I did want to ask you about Bob Einstein [a.k.a. Marty Funkhouser], who passed away last year. He was sick when you were starting to film...
We had shot for at least two months while he was sick. Right before Christmas break, we heard the good news that he was going to be better by February, and he was going to be recuperated and we could shoot him in February. So we had been holding off all of our Bob stuff because we didn't want him to be written out of earlier shows. So we've been holding off all this stuff, and then over Christmas, we got the bad news that things have taken a turn for the worse, and he was not coming back at all, which was so sad. So we were in the middle of our season and we had to do a lot of narrative gymnastics to try to figure out who was getting his stories, and how we were going to address this. So a few things went to Leon and then Vince Vaughn came in and was amazing as Freddie Funkhouser.
The one thing we couldn’t do was say he was gone because it was too sad for us. And it was too sad for the show. We didn't want to admit that he was gone, so we said he was in China. We just wanted him to be happy in China. Honestly, it made it easier for us to think about it because we were right in the middle of the season.

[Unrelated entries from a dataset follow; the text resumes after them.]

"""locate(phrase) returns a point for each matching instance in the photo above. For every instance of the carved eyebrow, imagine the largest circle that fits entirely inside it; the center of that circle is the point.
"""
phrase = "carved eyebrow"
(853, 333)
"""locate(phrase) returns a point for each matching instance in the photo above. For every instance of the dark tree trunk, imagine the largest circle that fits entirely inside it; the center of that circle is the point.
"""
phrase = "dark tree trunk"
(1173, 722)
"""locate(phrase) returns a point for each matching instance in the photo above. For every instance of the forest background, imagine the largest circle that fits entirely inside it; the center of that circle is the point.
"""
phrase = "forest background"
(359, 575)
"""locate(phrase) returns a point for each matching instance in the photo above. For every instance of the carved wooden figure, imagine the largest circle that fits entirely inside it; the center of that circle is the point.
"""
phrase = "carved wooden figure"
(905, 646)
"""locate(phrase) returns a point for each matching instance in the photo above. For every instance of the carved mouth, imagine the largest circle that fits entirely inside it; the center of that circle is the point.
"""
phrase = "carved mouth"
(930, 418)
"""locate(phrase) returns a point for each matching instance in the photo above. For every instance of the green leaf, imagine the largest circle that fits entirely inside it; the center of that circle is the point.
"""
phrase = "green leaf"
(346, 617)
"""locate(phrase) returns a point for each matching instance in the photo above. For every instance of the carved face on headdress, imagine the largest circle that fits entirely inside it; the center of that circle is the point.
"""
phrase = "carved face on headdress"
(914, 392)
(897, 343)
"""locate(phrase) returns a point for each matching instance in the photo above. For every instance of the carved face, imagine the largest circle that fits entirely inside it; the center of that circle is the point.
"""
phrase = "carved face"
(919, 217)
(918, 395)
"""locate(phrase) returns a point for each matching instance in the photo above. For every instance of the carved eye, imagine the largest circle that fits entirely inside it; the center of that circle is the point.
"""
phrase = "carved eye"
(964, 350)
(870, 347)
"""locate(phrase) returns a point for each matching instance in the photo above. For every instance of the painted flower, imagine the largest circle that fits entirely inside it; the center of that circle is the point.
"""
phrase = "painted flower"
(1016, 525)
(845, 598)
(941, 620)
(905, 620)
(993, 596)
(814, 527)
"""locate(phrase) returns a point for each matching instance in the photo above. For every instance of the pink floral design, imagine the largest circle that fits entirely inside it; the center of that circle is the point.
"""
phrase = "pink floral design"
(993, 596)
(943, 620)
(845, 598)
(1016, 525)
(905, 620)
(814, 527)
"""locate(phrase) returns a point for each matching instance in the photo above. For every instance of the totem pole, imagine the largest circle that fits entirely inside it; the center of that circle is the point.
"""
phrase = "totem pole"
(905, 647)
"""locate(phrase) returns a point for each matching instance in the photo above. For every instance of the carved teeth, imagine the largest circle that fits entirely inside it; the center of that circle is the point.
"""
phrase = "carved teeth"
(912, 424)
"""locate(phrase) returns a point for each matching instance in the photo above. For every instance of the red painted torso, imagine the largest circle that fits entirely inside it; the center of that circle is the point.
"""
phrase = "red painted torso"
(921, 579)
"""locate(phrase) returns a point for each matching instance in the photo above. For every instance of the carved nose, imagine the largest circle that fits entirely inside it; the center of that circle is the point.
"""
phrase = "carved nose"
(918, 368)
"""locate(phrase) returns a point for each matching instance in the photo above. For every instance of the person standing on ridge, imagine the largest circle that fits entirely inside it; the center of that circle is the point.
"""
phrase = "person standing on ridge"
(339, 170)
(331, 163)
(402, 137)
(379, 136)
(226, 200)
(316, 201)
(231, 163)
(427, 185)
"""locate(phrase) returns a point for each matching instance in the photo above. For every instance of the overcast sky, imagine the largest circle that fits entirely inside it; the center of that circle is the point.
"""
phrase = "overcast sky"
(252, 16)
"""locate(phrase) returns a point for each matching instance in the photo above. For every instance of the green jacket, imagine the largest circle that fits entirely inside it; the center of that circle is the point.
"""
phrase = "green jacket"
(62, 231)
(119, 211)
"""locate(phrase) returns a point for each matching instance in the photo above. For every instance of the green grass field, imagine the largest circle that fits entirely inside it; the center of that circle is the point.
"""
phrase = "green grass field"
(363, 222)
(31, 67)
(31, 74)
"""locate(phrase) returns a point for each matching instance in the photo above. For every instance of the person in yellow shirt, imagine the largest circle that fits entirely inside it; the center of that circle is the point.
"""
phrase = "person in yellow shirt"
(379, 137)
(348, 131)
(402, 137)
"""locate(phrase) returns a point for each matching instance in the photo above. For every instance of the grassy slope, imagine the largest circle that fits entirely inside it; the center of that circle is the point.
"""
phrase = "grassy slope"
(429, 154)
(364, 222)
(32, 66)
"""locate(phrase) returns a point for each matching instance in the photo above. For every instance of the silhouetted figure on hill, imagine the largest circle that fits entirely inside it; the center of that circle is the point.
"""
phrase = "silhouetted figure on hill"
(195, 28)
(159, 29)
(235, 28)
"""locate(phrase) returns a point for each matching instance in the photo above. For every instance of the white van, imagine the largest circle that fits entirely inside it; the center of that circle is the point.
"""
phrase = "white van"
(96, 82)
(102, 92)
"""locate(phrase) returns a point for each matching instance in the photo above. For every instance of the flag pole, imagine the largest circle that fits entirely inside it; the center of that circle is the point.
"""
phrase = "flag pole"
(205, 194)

That's a really nice sentiment. Do you feel like it might never be addressed and he’ll just be happy in China?
I don't know. It's a string that we haven’t fully tied yet. We have to think about it. Every time we think about it, it's so sad because he would've been so funny in the episodes. It's twice sad. We’re sad he's gone, and we're sad he wasn't there to be brilliantly funny.
Finally, would you be surprised if there wasn't another season? I know Larry doesn't like to over-promise, promise, or even under-promise, but what would you say are the odds that there will eventually be another season?